Thursday, 1 April 2021

COLLECTIVE ****


 This magnificent documentary, (a nominee for Best Documentary Feature and Best International Feature at this year's Oscars), is about as devastating as documentary films can get. In 2015 a fire destroyed the Bucharest club Colectiv; 27 people died at the scene and a further 37 died later in hospital, not from their burns but from infections picked up in the hospital. The reason? The disinfectants used in the hospital were diluted, sometimes up to ten times. Alexander Nanau's film sets out to explore the corruption endemic in the Romanian health system, (and the Government as a whole), by following the story, firstly as taken up by a team of journalists, and latterly by the newly appointed Health Minister who tried to reform the system, the existing Social Democratic Party having been forced to resign after a public outcry.

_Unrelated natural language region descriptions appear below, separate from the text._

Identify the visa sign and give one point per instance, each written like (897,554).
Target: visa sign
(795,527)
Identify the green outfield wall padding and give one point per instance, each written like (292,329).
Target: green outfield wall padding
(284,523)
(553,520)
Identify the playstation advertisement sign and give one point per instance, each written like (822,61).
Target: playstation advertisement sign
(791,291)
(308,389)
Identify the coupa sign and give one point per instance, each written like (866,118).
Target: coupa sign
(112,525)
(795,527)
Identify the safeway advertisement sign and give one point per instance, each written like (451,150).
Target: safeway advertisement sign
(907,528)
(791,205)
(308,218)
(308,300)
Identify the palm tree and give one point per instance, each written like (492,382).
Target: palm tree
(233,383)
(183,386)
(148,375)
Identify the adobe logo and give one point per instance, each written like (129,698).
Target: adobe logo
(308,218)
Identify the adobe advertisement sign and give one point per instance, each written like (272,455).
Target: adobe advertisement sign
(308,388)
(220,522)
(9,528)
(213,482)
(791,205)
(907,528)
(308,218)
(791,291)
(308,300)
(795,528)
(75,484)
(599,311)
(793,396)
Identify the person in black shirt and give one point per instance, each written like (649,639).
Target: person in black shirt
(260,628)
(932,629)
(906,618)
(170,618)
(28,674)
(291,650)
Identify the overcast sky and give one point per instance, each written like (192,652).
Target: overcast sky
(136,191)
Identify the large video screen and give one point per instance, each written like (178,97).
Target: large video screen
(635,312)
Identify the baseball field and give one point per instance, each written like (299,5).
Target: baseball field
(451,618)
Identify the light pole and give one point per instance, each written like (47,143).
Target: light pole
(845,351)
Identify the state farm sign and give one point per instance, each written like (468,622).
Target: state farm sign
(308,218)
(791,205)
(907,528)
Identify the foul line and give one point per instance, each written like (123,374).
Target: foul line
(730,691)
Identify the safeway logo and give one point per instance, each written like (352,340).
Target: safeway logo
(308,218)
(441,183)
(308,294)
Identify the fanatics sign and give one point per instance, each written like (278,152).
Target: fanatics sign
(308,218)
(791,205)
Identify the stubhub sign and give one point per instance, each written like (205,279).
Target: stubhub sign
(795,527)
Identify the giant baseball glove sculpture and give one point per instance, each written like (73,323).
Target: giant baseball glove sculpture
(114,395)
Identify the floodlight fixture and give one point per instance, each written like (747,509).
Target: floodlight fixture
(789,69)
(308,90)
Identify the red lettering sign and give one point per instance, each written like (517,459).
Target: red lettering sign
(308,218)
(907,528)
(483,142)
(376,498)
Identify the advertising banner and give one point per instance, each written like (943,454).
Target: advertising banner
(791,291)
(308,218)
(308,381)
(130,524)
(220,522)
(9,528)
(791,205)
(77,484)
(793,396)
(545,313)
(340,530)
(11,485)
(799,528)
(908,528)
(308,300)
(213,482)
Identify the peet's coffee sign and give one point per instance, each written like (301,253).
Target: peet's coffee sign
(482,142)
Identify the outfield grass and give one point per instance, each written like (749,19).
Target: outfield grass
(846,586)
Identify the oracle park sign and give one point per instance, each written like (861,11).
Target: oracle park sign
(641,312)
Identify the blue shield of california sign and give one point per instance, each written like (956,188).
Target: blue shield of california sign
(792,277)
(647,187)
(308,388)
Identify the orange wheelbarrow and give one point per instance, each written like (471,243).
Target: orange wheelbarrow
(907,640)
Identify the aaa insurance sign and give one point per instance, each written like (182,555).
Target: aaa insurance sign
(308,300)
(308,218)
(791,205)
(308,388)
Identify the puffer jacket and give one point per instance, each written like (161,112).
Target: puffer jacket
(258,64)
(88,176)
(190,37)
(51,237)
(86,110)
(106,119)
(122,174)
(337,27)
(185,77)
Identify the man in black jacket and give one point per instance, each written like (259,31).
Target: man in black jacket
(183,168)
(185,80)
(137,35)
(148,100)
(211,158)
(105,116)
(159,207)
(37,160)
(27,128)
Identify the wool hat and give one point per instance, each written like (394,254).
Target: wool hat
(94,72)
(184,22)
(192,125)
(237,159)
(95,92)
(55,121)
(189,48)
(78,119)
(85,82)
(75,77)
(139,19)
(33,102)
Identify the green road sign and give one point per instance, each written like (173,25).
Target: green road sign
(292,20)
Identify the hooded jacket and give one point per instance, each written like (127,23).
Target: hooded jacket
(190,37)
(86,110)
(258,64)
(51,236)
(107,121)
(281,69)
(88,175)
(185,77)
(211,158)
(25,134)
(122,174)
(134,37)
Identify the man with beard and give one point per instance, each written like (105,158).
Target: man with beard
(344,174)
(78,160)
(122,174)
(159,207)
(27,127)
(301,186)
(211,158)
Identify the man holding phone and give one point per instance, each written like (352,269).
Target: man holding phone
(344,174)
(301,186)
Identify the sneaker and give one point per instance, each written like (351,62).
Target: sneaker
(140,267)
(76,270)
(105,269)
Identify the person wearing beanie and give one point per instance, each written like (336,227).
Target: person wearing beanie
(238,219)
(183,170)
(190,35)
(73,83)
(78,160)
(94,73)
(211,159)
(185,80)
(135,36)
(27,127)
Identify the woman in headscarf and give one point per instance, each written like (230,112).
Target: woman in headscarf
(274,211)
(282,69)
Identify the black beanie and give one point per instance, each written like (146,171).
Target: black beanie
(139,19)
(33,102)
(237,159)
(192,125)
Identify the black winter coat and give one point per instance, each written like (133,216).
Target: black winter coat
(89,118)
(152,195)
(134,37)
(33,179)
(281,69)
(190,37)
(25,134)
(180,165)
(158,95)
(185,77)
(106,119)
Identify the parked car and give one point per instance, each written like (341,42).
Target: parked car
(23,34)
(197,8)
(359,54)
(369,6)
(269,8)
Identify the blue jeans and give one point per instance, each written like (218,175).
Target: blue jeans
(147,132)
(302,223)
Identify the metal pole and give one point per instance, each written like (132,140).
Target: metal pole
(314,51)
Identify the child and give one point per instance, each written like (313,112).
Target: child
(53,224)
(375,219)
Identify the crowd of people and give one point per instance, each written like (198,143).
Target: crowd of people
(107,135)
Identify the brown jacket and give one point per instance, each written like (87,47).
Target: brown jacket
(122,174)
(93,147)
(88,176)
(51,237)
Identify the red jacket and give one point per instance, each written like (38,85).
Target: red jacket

"Collective" is a film about investigative journalism that itself becomes a great piece of investigative journalism and it's a truly frightening expose of institutional corruption. As Nanau's camera moves between the journalists and the young Minister, he takes time to focus on one of the victims who, without bitterness, attempts to salvage her life in ways that might seem unimaginable. Otherwise he simply records events as they unfold. The heroes of the film clearly are Catalin Tolontan, the journalist who initiates the investigation, (and he was a sports writer) and Vlad Voiculescu, the Health Minister who goes up against the system from within. These are men who not only put their careers at risk but their lives; at one point it is suggested a leading figure may have been murdered to ensure his silence.

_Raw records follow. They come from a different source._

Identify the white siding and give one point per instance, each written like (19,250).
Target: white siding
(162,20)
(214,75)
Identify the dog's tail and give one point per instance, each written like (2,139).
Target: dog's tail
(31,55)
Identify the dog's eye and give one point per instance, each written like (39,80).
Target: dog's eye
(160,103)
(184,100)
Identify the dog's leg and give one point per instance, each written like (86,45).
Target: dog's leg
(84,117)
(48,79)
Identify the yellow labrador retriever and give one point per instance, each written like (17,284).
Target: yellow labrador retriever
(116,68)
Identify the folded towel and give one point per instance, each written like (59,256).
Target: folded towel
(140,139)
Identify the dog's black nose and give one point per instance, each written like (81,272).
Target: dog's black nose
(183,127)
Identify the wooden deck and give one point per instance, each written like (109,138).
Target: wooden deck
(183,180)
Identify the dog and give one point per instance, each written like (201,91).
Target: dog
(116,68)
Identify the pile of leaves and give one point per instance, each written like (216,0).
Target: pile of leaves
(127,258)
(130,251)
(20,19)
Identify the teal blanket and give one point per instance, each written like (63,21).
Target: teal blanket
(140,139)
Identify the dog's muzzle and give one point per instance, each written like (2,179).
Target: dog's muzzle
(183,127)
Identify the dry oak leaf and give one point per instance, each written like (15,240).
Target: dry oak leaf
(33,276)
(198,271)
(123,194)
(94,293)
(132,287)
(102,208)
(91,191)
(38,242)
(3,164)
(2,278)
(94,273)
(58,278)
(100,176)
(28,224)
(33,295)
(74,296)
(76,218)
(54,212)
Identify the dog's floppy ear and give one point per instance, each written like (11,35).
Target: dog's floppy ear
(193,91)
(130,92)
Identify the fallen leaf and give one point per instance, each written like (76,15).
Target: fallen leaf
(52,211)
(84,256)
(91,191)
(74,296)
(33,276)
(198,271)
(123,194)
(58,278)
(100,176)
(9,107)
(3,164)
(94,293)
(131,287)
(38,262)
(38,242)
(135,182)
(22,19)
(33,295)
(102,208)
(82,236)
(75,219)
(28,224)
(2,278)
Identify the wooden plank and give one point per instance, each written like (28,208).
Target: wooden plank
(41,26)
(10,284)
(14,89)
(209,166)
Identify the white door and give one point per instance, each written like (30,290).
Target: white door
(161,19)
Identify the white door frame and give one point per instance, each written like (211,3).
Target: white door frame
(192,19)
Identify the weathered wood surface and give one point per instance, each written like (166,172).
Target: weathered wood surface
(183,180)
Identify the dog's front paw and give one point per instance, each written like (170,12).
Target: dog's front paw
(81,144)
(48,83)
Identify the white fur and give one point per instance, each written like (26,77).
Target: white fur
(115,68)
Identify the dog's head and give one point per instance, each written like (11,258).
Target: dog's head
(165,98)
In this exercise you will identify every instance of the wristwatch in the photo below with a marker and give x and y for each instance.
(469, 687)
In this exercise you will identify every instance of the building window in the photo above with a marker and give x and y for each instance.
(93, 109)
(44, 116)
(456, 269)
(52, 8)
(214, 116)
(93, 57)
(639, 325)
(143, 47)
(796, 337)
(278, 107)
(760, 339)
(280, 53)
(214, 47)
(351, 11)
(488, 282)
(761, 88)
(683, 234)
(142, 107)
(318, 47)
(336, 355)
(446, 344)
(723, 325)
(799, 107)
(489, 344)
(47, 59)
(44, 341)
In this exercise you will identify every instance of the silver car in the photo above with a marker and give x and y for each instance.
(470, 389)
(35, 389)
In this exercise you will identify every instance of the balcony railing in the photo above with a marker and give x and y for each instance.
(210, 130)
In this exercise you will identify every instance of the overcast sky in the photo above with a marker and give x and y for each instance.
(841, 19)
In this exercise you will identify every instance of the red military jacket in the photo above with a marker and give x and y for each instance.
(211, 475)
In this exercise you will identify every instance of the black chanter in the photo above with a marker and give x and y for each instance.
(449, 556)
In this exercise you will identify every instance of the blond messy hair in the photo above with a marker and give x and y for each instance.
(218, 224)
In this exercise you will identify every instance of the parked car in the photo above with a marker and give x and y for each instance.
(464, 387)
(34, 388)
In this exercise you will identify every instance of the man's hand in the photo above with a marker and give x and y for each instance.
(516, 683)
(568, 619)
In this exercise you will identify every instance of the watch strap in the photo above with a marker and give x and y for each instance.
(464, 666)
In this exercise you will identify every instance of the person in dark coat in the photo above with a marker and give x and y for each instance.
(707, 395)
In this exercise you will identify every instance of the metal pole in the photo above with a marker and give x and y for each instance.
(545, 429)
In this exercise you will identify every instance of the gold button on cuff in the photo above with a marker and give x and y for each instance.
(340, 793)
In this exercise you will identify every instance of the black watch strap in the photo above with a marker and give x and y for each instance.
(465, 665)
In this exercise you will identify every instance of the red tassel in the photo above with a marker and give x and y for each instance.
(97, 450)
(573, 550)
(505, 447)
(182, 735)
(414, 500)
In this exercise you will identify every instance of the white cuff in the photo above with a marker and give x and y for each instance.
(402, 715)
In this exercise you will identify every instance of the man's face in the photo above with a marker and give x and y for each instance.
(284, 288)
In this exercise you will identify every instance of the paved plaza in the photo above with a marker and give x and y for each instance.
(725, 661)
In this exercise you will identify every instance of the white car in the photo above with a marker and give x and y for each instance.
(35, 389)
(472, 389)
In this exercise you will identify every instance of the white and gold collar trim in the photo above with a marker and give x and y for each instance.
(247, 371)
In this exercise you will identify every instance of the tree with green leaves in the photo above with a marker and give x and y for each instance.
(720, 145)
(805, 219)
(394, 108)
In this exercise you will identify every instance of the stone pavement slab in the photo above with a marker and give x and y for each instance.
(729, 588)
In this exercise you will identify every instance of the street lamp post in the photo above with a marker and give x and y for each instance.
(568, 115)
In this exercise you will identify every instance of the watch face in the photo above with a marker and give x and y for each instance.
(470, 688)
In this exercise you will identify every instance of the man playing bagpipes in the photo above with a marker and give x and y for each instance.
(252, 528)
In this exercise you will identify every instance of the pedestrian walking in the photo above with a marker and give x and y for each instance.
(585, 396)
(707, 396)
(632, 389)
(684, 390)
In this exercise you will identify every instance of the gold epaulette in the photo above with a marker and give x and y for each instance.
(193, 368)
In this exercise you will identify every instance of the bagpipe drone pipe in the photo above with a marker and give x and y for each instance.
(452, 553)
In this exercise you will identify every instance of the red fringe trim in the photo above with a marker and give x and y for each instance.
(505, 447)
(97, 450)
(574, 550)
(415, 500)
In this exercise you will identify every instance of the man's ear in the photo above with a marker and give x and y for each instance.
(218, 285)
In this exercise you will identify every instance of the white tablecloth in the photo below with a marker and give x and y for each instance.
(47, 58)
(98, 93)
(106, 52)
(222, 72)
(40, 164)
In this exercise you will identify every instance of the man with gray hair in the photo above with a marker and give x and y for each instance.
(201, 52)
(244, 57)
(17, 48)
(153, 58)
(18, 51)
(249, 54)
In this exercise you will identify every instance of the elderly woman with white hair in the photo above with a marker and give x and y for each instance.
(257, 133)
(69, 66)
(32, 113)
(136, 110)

During the course of the film we learn that Romania had the worst record for hospital deaths in Europe and that almost certainly was down to the corrupt system in operation but watching this deeply disturbing film you might ask yourself could this happen elsewhere in supposedly civilised Europe. As one doctor in the film says, 'we are no longer human beings. We only think about money' and as the old saying goes, you couldn't make this up. "Collective" is the one essential film of the last twelve months.